La conclusión de la última cumbre del G-20 fue contundente: Grecia, aunque sus ciudadanos lo hubieran aprobado, no puede abandonar el euro sin salir de la Unión Europea. La moneda única, dijo Sarkozy, “es nuestro patrimonio y hay que defenderlo”. Con esta idea clara, la pregunta de muchos es: ¿qué ha hecho Grecia para llegar a este punto de no retorno? Analizamos a continuación algunas cuestiones:

-- Grecia no dispone de una industria potente, ni de un sector capaz de poder sustentar la economía del país. La única fuente de ingresos solvente y continua proviene del turismo.

-- Inflación y deuda. Las tasas de inflación de Grecia fueron durante mucho tiempo muy superiores a las de sus vecinos europeos. A ello hay que añadir que el país se sobreendeudó, invirtiendo en obra pública y olvidándose del ahorro y la austeridad en tiempos de crisis. Fue algo muy similar a lo que pasó en España: la inversión pública se disparó cuando, según un buen número de economistas, había que ahorrar y esperar.

-- Sin embargo, hay que tener en cuenta que la deuda por PIB de Grecia duplica a la de España, y su déficit es muy superior al nuestro. Además, el Gobierno heleno cuenta con serios problemas de recaudación fiscal, lo que se traduce en un bloqueo de sus cuentas públicas: el Estado no ingresa lo suficiente y no tiene dinero.

-- Mientras, los ciudadanos griegos eran los que pagaban la crisis: ahorraban. Es decir, mientras el Gobierno era el gran consumidor, la población no invertía, ni consumía. Esto conduce irrevocablemente al derrumbe de las cuentas, ya que es imposible sostener el sistema.

-- Pensiones. En Grecia, las pensiones se pagan con un porcentaje superior al 90% del sueldo de la última nómina (en España, esa cifra no supera el 75%).

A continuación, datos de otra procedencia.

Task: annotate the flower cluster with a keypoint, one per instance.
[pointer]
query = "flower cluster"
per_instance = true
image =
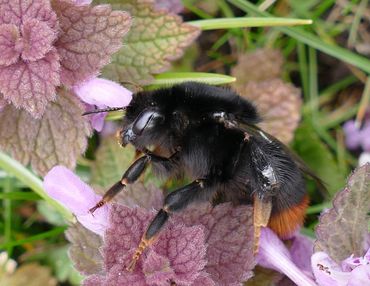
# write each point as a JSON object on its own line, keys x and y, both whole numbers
{"x": 201, "y": 246}
{"x": 352, "y": 271}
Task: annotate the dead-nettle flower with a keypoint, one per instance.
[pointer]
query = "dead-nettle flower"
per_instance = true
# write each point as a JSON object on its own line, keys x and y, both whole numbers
{"x": 353, "y": 271}
{"x": 202, "y": 245}
{"x": 294, "y": 263}
{"x": 101, "y": 93}
{"x": 47, "y": 44}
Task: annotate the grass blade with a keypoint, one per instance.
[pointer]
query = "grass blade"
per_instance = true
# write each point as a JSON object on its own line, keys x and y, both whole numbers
{"x": 310, "y": 39}
{"x": 246, "y": 22}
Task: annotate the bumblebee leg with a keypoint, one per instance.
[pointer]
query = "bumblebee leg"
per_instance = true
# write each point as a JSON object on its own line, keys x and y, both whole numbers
{"x": 174, "y": 202}
{"x": 261, "y": 216}
{"x": 129, "y": 177}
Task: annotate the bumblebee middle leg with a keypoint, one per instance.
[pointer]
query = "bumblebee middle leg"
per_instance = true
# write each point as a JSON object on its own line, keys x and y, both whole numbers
{"x": 174, "y": 202}
{"x": 131, "y": 175}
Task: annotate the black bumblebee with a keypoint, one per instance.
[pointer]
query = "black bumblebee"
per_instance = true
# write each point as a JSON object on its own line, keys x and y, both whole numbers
{"x": 209, "y": 134}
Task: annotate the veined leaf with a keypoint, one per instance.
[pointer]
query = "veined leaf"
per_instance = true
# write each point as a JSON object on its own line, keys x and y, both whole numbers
{"x": 155, "y": 39}
{"x": 342, "y": 230}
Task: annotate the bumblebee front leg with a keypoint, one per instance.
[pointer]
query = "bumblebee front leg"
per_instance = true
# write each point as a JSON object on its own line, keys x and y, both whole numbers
{"x": 130, "y": 176}
{"x": 174, "y": 202}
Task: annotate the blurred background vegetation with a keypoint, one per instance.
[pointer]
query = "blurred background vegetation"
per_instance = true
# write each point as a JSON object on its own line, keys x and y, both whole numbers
{"x": 328, "y": 61}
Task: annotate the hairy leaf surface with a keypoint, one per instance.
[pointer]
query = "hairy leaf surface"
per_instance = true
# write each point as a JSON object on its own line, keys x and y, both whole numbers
{"x": 59, "y": 137}
{"x": 342, "y": 230}
{"x": 155, "y": 39}
{"x": 84, "y": 249}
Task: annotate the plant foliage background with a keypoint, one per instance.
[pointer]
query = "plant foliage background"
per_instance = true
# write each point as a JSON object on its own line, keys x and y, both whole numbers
{"x": 311, "y": 84}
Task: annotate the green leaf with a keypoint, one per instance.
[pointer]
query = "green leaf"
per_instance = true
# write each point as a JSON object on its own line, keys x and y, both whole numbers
{"x": 317, "y": 156}
{"x": 84, "y": 250}
{"x": 343, "y": 230}
{"x": 245, "y": 22}
{"x": 55, "y": 139}
{"x": 155, "y": 39}
{"x": 310, "y": 39}
{"x": 166, "y": 79}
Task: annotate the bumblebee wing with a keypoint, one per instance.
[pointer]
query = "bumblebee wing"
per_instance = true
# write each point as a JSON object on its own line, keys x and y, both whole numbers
{"x": 252, "y": 130}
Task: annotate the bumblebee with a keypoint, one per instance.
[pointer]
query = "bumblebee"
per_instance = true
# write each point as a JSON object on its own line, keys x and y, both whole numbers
{"x": 209, "y": 134}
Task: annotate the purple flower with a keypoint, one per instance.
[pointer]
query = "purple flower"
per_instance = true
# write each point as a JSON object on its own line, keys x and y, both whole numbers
{"x": 64, "y": 186}
{"x": 44, "y": 46}
{"x": 357, "y": 137}
{"x": 101, "y": 93}
{"x": 273, "y": 254}
{"x": 203, "y": 245}
{"x": 353, "y": 271}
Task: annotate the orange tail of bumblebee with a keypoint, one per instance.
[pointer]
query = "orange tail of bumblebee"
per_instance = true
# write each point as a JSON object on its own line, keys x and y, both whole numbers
{"x": 288, "y": 221}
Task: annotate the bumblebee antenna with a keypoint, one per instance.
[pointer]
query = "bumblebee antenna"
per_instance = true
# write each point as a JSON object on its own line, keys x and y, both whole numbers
{"x": 109, "y": 109}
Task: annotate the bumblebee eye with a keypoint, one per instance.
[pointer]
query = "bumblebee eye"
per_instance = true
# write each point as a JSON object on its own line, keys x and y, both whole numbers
{"x": 146, "y": 120}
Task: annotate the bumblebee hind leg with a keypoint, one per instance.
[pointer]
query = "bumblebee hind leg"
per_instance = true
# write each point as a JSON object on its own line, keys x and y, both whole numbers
{"x": 174, "y": 202}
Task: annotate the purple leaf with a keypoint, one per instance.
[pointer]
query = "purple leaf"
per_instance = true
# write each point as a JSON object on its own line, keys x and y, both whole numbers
{"x": 30, "y": 28}
{"x": 84, "y": 249}
{"x": 229, "y": 253}
{"x": 157, "y": 269}
{"x": 342, "y": 230}
{"x": 57, "y": 138}
{"x": 78, "y": 197}
{"x": 178, "y": 255}
{"x": 31, "y": 85}
{"x": 37, "y": 39}
{"x": 155, "y": 39}
{"x": 9, "y": 35}
{"x": 185, "y": 249}
{"x": 90, "y": 35}
{"x": 171, "y": 6}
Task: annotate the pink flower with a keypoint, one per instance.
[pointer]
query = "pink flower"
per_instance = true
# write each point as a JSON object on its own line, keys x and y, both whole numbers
{"x": 64, "y": 186}
{"x": 203, "y": 245}
{"x": 44, "y": 46}
{"x": 101, "y": 93}
{"x": 353, "y": 271}
{"x": 273, "y": 254}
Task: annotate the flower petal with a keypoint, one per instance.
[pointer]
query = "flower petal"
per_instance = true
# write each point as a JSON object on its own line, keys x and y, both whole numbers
{"x": 102, "y": 92}
{"x": 65, "y": 187}
{"x": 327, "y": 272}
{"x": 273, "y": 254}
{"x": 97, "y": 119}
{"x": 301, "y": 252}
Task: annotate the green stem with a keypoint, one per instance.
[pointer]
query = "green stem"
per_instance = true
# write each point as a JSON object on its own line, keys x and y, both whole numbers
{"x": 54, "y": 232}
{"x": 310, "y": 39}
{"x": 15, "y": 168}
{"x": 245, "y": 22}
{"x": 8, "y": 215}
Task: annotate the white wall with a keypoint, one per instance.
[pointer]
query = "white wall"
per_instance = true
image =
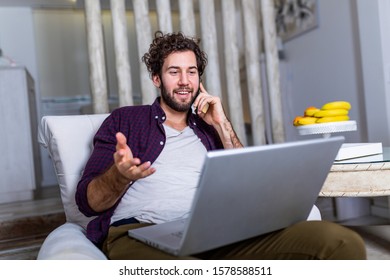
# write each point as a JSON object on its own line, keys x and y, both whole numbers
{"x": 17, "y": 39}
{"x": 323, "y": 65}
{"x": 375, "y": 48}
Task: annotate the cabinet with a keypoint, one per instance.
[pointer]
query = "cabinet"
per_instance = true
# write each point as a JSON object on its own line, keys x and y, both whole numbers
{"x": 19, "y": 148}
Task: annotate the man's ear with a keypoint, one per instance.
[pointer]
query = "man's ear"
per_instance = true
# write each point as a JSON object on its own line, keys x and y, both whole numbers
{"x": 156, "y": 81}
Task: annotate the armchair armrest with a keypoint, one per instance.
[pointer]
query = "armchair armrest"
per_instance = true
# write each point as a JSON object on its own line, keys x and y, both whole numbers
{"x": 68, "y": 242}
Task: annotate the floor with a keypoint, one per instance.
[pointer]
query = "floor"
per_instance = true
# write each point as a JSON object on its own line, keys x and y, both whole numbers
{"x": 24, "y": 226}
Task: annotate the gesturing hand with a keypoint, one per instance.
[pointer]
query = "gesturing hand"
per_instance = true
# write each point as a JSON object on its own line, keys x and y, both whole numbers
{"x": 127, "y": 165}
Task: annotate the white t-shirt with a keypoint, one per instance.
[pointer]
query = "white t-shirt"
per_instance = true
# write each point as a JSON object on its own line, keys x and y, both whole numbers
{"x": 167, "y": 194}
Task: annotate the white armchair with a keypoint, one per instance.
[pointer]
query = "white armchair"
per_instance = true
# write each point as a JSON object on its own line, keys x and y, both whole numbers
{"x": 69, "y": 143}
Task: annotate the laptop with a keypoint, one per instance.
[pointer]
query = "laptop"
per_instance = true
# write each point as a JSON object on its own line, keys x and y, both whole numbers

-- Jubilación. La edad media de jubilación en Grecia es de 61,3 años. La legal abarca de los 60 a los 65 años. No obstante, algunos trabajadores pueden jubilarse nada más pasar la cincuentena por pertenecer a una profesión considerada de alto riesgo. Hay 600 y entre ellas están la de peluquero, periodista o músico. Cobran el 96% de su sueldo.

-- Funcionarios. El Gobierno griego no lleva la cuenta de cuántos funcionarios hay realmente en el país. Este dato demuestra que las administraciones públicas no han sabido controlar sus excesos y ahora no saben encontrar la solución.

Estos son algunos de los males de Grecia y la solución parece no estar cercana. Descartada la posibilidad de que el país salga del euro, parece claro que los remedios tienen que venir desde el conjunto de Europa. Son los países europeos quienes tendrán que sacar a los helenos de su macrocrisis, no sin sacrificios.

La Unión Europea, eso sí, debería replantearse el futuro de la eurozona. Algunos economistas subrayan como grave las grandes diferencias entre los países que forman parte de la moneda común. De esta forma, la entrada de algunos países únicamente ha supuesto ampliar las fronteras del continente, pero no ha supuesto una auténtica integración económica.

El futuro de Europa, concluyen los gurús, pasa por una integración real a nivel económico de todos los países. De esta forma, habría que articular una política monetaria diferente para aquellos países que ya están en crecimiento, frente a otros que se encuentran todavía en recesión. De lo contrario, éstos últimos jamás podrán salir del ostracismo.

Muchos ven como imposible una integración plena de las políticas económicas. ¿Por qué? Porque muchos Estados verían diluida su cuota de poder. El horizonte, por tanto, no es muy halagüeño para la eurozona.